Clearly, Davis’ wildcat vocal routine is part and parcel with her bad-girl persona. But all the hacking and swooping gets in the way of the dirty good stuff. “He Was a Big Freak,” from They Say I’m Different, is easily her most-written-about song—allegedly about Hendrix, though Davis has insisted otherwise. The opening lines, ” He was a big freak/ I used to beat him with a turquoise chain,” are so great that you might think they could carry the song all by themselves. (Judging from recent write-ups, it’s carried her entire output.) Too bad, though, about the song’s irritating little Morse-code guitar hook, and that Davis sings the title like she’s hocking a loogie at an umpire.

The vocals might matter less if the music were consistently inspired. But few of Davis’ grooves really stick. Partly you can blame the singer: Davis often ignored the beat entirely. It’s hardly a coincidence that her best songs are the ones where she locked in with the band, like the debut’s sharp hard-rock strut, ” Steppin’ in Her I. Miller Shoes,” and They Say I’m Different’s spirited, self-explanatory ” Don’t Call Her No Tramp.” But the albums themselves are largely mediocre. Sure, the bands play well, especially on the debut, which featured Sly & the Family Stone’s original rhythm section of drummer Greg Errico (who also produced) and bassist Larry Graham. (One of the album’s guitarists is also Neal Schon, who later founded the peerlessly God-awful Journey—can’t win ‘em all.) But when the songs themselves lack definition—when they wander like the mawkish acid-rock verses of “Git in There,” or just sound half-finished, like “Ooh Yeah”—you don’t blame the rhythm section.

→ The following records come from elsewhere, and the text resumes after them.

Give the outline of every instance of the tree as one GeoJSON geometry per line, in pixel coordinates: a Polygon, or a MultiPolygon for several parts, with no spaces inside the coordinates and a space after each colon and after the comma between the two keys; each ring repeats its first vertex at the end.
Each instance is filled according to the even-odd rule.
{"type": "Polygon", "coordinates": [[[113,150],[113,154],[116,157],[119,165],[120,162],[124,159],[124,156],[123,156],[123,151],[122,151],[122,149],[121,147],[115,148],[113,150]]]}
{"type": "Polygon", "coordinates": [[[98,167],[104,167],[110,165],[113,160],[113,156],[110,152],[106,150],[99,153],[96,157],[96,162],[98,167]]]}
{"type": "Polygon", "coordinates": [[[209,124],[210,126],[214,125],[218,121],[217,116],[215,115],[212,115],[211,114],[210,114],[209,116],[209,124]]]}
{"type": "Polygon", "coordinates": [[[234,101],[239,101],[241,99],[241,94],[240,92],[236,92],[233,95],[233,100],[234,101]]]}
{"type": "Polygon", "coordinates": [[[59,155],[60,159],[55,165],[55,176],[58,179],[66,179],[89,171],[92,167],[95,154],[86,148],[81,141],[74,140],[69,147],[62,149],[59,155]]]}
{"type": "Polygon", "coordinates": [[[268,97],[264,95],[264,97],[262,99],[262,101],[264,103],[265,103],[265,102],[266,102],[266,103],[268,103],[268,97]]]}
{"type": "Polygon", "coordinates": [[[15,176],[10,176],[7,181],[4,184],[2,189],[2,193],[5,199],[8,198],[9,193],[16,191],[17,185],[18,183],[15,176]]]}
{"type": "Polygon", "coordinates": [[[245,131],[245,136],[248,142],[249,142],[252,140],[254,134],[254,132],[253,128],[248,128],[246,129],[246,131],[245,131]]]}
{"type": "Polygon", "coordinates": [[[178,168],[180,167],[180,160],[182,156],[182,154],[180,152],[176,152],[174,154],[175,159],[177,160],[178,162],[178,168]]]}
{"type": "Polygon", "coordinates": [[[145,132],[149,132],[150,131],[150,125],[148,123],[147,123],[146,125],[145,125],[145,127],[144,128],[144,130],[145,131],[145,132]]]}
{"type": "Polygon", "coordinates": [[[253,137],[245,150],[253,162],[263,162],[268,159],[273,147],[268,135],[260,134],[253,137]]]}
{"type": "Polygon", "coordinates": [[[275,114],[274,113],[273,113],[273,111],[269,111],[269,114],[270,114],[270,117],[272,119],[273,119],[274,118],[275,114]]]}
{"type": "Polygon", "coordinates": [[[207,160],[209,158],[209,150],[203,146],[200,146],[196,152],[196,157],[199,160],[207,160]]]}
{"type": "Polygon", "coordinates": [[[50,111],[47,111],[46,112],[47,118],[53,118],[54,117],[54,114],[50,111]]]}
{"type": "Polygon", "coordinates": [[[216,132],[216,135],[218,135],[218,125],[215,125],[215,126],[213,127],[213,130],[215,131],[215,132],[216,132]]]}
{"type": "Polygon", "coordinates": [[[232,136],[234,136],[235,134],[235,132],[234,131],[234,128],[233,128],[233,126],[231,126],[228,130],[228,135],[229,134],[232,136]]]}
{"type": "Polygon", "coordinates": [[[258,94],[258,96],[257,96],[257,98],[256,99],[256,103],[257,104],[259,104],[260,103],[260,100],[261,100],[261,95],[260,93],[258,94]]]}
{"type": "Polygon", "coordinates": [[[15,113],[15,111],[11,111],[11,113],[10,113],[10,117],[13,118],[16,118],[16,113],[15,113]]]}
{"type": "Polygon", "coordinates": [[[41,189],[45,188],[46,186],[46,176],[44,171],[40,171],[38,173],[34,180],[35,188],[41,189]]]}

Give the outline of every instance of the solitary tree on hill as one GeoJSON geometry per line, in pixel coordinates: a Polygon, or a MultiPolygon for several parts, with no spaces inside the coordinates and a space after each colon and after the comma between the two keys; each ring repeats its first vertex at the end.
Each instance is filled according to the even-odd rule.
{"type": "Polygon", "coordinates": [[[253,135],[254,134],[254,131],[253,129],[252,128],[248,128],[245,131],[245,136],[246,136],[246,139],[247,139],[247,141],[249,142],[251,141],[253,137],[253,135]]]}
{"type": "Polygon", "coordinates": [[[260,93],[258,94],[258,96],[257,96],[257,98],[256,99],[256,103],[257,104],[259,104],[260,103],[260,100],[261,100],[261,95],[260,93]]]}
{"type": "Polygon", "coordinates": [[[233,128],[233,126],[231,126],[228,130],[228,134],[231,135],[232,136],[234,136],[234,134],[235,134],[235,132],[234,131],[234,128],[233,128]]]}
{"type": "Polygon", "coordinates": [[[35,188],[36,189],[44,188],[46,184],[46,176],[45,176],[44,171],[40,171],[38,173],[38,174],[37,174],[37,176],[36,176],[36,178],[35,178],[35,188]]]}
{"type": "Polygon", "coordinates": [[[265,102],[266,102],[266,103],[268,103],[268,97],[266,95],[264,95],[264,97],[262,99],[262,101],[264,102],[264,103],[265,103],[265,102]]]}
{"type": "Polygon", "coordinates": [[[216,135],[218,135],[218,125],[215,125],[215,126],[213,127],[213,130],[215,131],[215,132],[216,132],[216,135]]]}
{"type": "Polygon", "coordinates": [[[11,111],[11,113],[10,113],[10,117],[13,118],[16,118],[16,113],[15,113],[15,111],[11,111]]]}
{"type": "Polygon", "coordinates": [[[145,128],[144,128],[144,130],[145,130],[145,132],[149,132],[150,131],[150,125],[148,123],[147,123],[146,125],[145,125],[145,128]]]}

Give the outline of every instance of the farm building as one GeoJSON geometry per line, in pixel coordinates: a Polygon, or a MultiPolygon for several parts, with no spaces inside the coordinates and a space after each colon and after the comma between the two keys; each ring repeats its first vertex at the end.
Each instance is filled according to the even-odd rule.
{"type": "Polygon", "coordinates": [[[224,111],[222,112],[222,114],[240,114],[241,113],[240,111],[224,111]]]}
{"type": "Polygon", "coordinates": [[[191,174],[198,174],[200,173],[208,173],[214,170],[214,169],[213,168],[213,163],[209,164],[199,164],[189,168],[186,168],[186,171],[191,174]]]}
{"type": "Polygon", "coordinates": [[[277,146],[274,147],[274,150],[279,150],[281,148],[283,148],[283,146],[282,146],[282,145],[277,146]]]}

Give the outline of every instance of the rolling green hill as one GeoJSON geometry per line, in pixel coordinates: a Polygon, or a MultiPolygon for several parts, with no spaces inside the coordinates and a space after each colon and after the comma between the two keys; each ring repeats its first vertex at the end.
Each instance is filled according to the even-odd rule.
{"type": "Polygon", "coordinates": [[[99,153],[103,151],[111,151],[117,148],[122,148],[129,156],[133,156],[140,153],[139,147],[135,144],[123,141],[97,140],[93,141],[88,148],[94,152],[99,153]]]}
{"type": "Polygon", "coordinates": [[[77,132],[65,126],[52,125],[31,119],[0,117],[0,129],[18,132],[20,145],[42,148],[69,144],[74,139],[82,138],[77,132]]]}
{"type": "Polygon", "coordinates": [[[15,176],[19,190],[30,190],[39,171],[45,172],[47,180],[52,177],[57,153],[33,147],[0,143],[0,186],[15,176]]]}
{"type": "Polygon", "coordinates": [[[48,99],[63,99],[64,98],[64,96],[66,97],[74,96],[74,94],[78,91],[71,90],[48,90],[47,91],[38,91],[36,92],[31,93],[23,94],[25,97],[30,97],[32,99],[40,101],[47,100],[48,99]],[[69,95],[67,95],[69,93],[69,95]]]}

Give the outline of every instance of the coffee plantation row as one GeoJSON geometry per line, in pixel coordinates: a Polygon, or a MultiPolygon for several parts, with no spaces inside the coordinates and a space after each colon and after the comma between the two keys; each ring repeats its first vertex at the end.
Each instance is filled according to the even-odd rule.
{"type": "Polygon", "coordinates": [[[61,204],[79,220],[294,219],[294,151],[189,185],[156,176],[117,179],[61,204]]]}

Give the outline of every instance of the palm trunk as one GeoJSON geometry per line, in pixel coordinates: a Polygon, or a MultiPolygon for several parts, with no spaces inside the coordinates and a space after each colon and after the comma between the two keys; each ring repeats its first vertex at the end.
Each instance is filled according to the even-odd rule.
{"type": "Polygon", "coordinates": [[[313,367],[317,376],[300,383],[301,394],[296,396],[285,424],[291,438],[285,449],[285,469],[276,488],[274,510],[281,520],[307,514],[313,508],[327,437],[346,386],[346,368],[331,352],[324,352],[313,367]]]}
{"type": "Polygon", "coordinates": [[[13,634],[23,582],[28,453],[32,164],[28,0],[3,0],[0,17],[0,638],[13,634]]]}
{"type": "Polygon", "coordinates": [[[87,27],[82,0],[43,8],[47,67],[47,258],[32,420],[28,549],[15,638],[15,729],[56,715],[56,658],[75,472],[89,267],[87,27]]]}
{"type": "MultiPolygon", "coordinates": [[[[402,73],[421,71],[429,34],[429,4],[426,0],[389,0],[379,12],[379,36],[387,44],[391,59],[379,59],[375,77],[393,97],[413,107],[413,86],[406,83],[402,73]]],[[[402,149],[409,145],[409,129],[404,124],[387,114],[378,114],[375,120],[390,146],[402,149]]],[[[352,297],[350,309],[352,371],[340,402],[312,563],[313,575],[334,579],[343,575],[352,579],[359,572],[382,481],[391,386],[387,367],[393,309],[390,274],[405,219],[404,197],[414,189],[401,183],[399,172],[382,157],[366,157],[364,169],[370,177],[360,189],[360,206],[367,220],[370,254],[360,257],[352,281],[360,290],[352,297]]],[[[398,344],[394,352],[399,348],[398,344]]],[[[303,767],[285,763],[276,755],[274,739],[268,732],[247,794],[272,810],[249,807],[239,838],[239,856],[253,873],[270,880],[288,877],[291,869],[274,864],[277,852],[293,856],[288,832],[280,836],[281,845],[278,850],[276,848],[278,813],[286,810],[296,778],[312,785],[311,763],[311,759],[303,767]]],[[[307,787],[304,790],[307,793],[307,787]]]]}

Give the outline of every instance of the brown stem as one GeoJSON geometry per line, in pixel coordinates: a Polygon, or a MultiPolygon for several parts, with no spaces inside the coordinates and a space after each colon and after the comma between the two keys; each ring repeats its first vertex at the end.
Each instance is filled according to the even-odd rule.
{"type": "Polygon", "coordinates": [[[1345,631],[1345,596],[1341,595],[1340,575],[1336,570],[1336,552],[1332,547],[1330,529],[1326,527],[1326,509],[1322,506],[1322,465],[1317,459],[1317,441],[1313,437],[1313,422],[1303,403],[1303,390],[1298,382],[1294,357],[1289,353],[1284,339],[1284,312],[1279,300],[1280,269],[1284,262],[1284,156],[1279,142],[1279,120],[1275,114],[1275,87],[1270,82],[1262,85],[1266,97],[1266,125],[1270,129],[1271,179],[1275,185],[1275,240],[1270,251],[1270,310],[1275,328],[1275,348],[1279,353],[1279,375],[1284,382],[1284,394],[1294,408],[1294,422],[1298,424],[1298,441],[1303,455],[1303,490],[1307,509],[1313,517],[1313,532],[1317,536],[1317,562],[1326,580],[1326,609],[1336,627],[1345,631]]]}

Betty Davis forged an original combination of pluck and dirty-mindedness, and she knew how to turn a phrase. (A title from the second album: “Shoop-B-Doop and Cop Him.”) She took charge of her career and had a sharp visual sense (see the eye-popping Afro-glam get-ups on her album covers). And she certainly took chances with the blunt sexuality of her songwriting. But claims that her albums belong in the first rank of the funk pantheon are deluded. Such claims aren’t unprecedented, of course. Think of the mid-’90s vogue for exotica, fueled by CD reissues of forgotten kitsch by Esquivel and Les Baxter, or of R&B/rock guitarist Shuggie Otis, who in 1974 made a wan little album called Inspiration Information that was hailed as a lost masterwork by dint of a 2001 reissue on David Byrne’s label, Luaka Bop. That Esquivel, Otis, and Davis became their seasons’ misguided icons of lost virtue isn’t something we should hold against them. Their tepid music, though, is something else.